The Franco-German delegation has misread both the public mood and the geostrategic situation that the EU finds itself in with regards to Syria. Their stance on sanctions relief make it harder for Syrians in exile to return, and for the country to rebuild its economy and infrastructure, which threatens Syria’s delicate stability. Sanctions on the Assad regime no longer have any basis with its fall and maintaining those sanctions is being seen by Syrians as equivalent to holding the Syrian people, inside and outside of Syria, as hostages for the political agenda of the EU.

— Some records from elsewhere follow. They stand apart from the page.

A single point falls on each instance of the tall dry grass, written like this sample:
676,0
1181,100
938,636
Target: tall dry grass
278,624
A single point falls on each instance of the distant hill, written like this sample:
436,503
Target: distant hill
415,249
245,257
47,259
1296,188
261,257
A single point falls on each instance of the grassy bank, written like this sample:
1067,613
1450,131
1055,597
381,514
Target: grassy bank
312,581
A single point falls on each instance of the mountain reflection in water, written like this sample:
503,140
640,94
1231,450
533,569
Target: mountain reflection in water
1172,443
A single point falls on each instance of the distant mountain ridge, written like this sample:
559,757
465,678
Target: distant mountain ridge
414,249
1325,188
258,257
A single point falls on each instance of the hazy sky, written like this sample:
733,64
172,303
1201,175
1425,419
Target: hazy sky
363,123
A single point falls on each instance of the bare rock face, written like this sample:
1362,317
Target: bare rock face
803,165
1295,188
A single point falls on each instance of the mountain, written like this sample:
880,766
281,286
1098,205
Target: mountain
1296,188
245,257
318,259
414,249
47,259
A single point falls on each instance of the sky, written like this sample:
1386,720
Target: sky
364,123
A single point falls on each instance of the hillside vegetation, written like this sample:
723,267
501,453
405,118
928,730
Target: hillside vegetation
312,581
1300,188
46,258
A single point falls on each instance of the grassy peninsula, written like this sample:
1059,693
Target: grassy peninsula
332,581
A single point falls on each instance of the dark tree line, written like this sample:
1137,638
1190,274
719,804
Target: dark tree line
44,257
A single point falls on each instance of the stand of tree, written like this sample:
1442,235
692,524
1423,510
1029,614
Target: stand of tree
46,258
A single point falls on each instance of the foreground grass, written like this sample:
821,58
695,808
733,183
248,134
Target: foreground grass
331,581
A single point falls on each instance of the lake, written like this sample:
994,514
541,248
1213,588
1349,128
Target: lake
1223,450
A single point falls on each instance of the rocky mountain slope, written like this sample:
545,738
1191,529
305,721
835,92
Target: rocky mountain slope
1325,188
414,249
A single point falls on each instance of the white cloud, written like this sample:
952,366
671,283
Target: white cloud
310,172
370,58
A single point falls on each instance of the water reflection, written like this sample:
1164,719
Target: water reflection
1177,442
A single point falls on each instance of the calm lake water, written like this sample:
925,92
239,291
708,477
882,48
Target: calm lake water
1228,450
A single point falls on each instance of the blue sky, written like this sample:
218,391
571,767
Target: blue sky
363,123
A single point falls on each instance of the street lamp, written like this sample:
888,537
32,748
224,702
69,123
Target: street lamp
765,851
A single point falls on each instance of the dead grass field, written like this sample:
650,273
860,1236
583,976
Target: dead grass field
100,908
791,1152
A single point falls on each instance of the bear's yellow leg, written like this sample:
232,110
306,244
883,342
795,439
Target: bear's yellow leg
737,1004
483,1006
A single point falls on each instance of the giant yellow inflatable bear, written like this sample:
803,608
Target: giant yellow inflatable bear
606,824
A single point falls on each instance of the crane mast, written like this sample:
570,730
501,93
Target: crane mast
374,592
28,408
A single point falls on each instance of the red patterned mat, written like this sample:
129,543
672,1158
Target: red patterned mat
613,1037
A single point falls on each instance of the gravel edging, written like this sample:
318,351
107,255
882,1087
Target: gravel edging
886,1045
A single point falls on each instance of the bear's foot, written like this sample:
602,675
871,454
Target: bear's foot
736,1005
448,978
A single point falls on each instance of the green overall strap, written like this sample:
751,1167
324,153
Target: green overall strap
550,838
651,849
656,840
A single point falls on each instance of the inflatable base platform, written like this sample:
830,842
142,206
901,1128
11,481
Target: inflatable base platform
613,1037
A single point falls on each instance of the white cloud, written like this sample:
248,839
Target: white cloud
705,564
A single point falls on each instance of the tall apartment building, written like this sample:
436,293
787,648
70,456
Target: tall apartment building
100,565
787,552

Additionally, the simple fact is that in 2025, Syria has more options than the EU. Turkiye and the Gulf Arab states have pledged full support for the rebuilding of Syria to the tune of billions of dollars in the interim; further afield, new industrial powers like China may also take an interest. The EU risks being left behind in an increasingly hot race to develop a relationship with the new Syria.


Allies Closer to Home
Unlike the EU, Gulf Arab states are not dragging their feet in their support to Syria. A Gulf Cooperation Council delegation led by the Kuwaiti council chief Jasem Al-Budaiwi visited Damascus on December 31st. The Syrian government has also sent a delegation including foreign minister As’ad Al-Shaybani, intelligence minister Anas Khattab, and defense minister Marhaf Abu Qasra to Riyadh on January 2nd and Doha on January 5th for high-profile talks with the Saudi and Qatari governments. This included discussions on Syria’s political transition and re-integration in the Arab world and humanitarian aid. Saudi Arabia and Qatar, alongside Turkiye, have led the way on providing humanitarian support to Syria. Saudi Arabia has sent delegations to Syria to coordinate humanitarian relief and established a land-and-air bridge to deliver regular aid shipments. The presence of intelligence and defense ministers Khattab and Abu Qasra show that security issues are high on the agenda and the Gulf seeks to help stabilise Syria’s security situation to prevent its exploitation by Iran or ISIS.
Foreign minister Al-Shaybani’s tour of duty this past week shows a strategic effort in foreign policy by the new Syrian government. Al-Shaybani’s interview with Al-Jazeera (in Arabic) provided further clarity on Syria’s emerging foreign policy vision: a ‘zero problems’ foreign policy and establishing relationships with relevant regional and international states and organisations. The success of this strategy is crucial for the transitional government to establish its legitimacy and see sanctions lifted to aid in Syria’s economic recovery.